# Lonely me



## Nick Prochilo (May 7, 2006)

Okay, I didn't take a lot of pictures but I feel like I had to try and spark something here. Here's tonights dinner, grilled chicken, sausage and vegetables. Nothing fancy but somebody has to post something here!

http://img56.imageshack.us/slideshow/pl ... 28uih.smil


----------



## Finney (May 7, 2006)

_Nick sings:_
Lonely....... I'm Mr Lonely......................


----------



## Guest (May 7, 2006)

You didn't cook all that!  [-X


----------



## Nick Prochilo (May 7, 2006)

Finney said:
			
		

> _Nick sings:_
> Lonely....... I'm Mr Lonely......................



 :shy:  :bored:


----------



## LarryWolfe (May 8, 2006)

Nick when I first opened that I thought you had a snake on the grill!     What kinda sausage was that?  Everything looked great!


----------



## Captain Morgan (May 8, 2006)

You won't be lonely long if you keep cooking like that.


----------



## Finney (May 8, 2006)

Captain Morgan said:
			
		

> You won't be lonely long if you keep cooking like that.

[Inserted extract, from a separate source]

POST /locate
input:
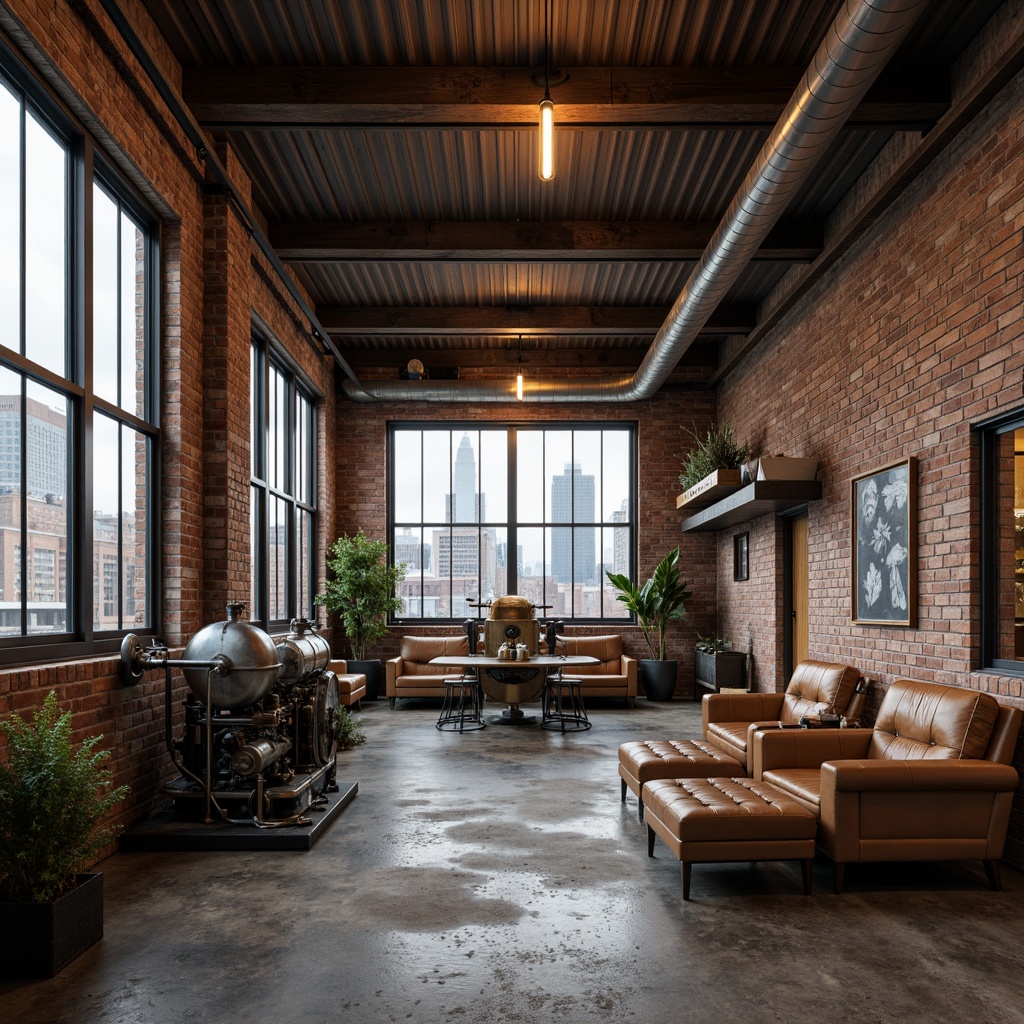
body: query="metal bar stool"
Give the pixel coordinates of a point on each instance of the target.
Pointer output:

Great... He'll have a bunch of fat, drunk guys to hang out with.


----------



## Captain Morgan (May 8, 2006)

no that happens when his daughter comes home.


----------



## Finney (May 8, 2006)

Captain Morgan said:
			
		

> no that happens when his daughter comes home.

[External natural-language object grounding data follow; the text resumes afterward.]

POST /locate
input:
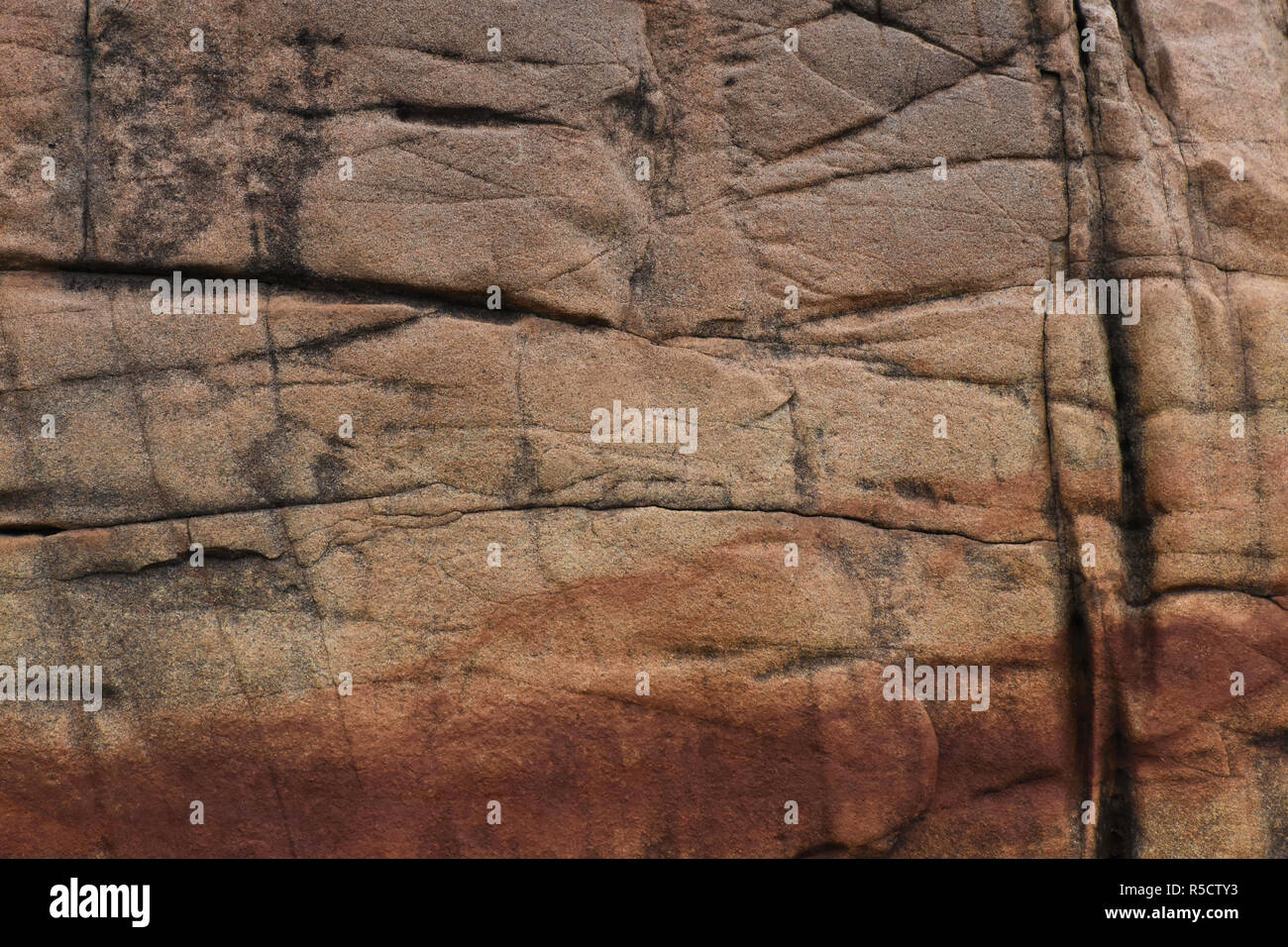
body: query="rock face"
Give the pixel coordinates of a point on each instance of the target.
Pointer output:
(818, 228)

I'd show up for that too. 8-[


----------



## Bill The Grill Guy (May 8, 2006)

That sausage looked great.  What kind is it?


----------



## Green Hornet (May 8, 2006)

Finney said:
			
		

> Captain Morgan said:
> 
> 
> 
> ...


Well...that should liven things up here....be careful what ya ask for around these guys...yall should know better! :!:


----------



## Nick Prochilo (May 8, 2006)

The sausage was Sweet Italian with cheese & fennel seed (Chris yells hooray!). My wife picked it up at the local supermarket. It was good, but not as good as the sausage we picked up from Trader Joes a couple of weeks ago.


----------



## ScottyDaQ (May 9, 2006)

Yum Yum! 
 =P~  =P~  =P~


----------



## Finney (May 9, 2006)

Nick Prochilo said:
			
		

> The sausage was Sweet Italian with cheese & fennel seed (Chris yells hooray!). My wife picked it up at the local supermarket. It was good, but not as good as the sausage we picked up from Trader Joes a couple of weeks ago.


Oh yeah, I almost forgot........................ "Hooray" 8-[


----------